Un punto de partida es la modificación del sistema de partidos con la presencia de Comunidad Ciudadana y Creemos en la Asamblea Legislativa Plurinacional en reemplazo de Demócratas y Unidad Nacional. Dos fuerzas de reciente creación desplazaron a dos partidos con más de 10 años de trayectoria. El MAS ratificó su condición de pivote del sistema de partidos siendo la única fuerza parlamentaria estable durante casi dos décadas. Ahora bien, ¿qué denota la selección de candidatos y la formación de frentes electorales para el fortalecimiento o deterioro de la capacidad de representación política?

Comunidad Ciudadana perdió la oportunidad de constituirse en una organización política nacional puesto que optó por una estrategia de subordinación a las relaciones de fuerza locales en vez de consolidar su base de apoyo electoral. Sin candidato propio a la Alcaldía de la ciudad de La Paz —además, con una ruptura aparatosa de su alianza con Sol.bo— y con un invitado en Cochabamba —que antaño perteneció al partido de Manfred Reyes Villa— no pudo (o no supo) traducir la fuerza electoral que obtuvo en los comicios del año pasado en capacidad para articular a los opositores al MAS. No pudo hacerlo en octubre y noviembre del 2019 y terminó subordinado a Luis Fernando Camacho que comandó, desde el Comité Pro Santa Cruz, la conspiración que culminó con el golpe de Estado contra Evo Morales.
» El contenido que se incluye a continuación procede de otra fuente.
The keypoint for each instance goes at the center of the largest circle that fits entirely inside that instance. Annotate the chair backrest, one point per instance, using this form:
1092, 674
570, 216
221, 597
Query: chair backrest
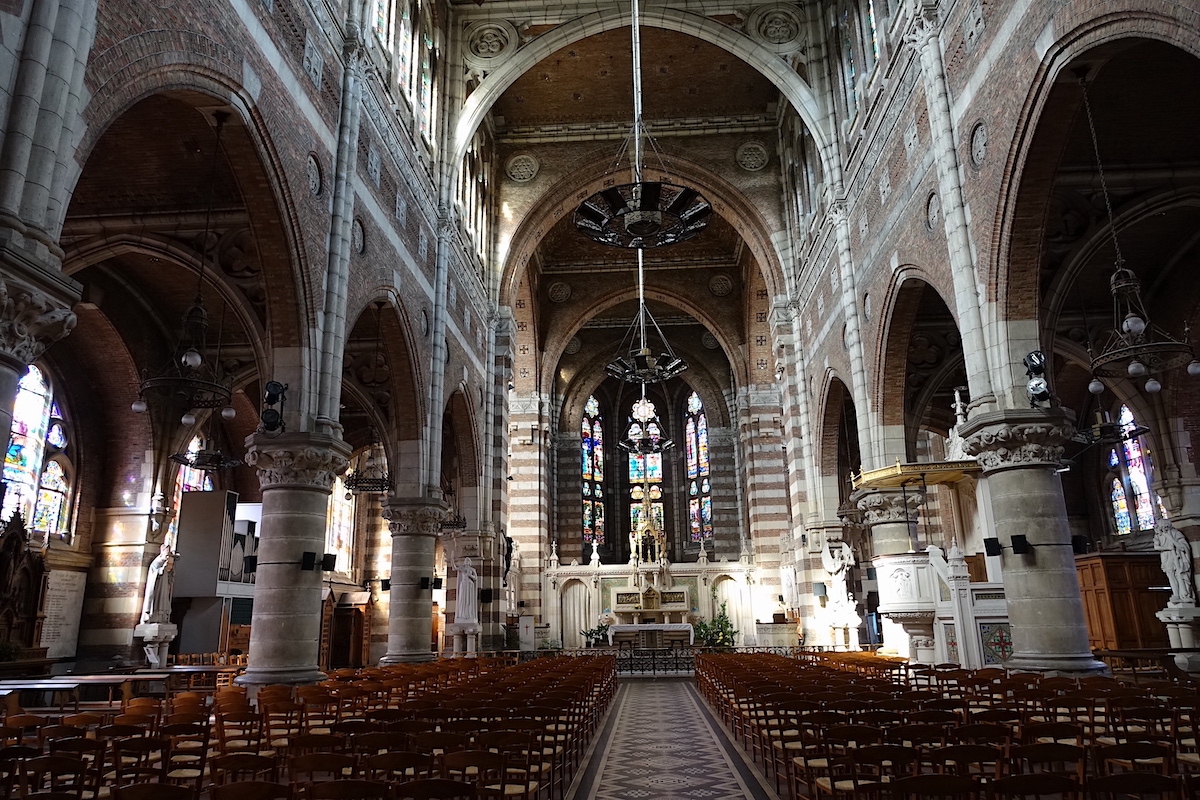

Y ahora es una sigla más en una lista de siete organizaciones que apoyan la candidatura de Camacho a la Gobernación de Santa Cruz. Es evidente que se diluyeron las posibilidades de consolidación institucional de CC y en la medida que su líder —Carlos Mesa— no tiene otro incentivo para seguir en la arena política que su reyerta con Evo Morales, puesto que ya no será candidato presidencial, esta organización política enfrentará un futuro incierto. Un dato preocupante para el sistema de representación política.

Mayor certeza denota la estrategia de Creemos que optó por consolidar su fuerza electoral en Santa Cruz con la postulación de Camacho como gobernador y que cuenta con el apoyo, entre otros, de Demócratas. Es un cambio sustantivo en el mapa político cruceño como reacción a la victoria del MAS en octubre pasado expresado en un recambio en el liderazgo regional que tiene perspectivas de disputar la presidencia en los próximos comicios. A diferencia de Comunidad Ciudadana, Creemos tiene mayores posibilidades de consolidarse institucionalmente puesto que esta organización política puede estar al mando del gobierno departamental de Santa Cruz y Luis Fernando Camacho tiene el incentivo de la candidatura presidencial sin rivales fuertes en el campo opositor. No es casual que en su discurso de proclamación como candidato se haya referido a la “federalización”. La consolidación de Creemos será una buena señal para el sistema de representación política puesto que su base electoral es conservadora y tiene tendencias antipolíticas.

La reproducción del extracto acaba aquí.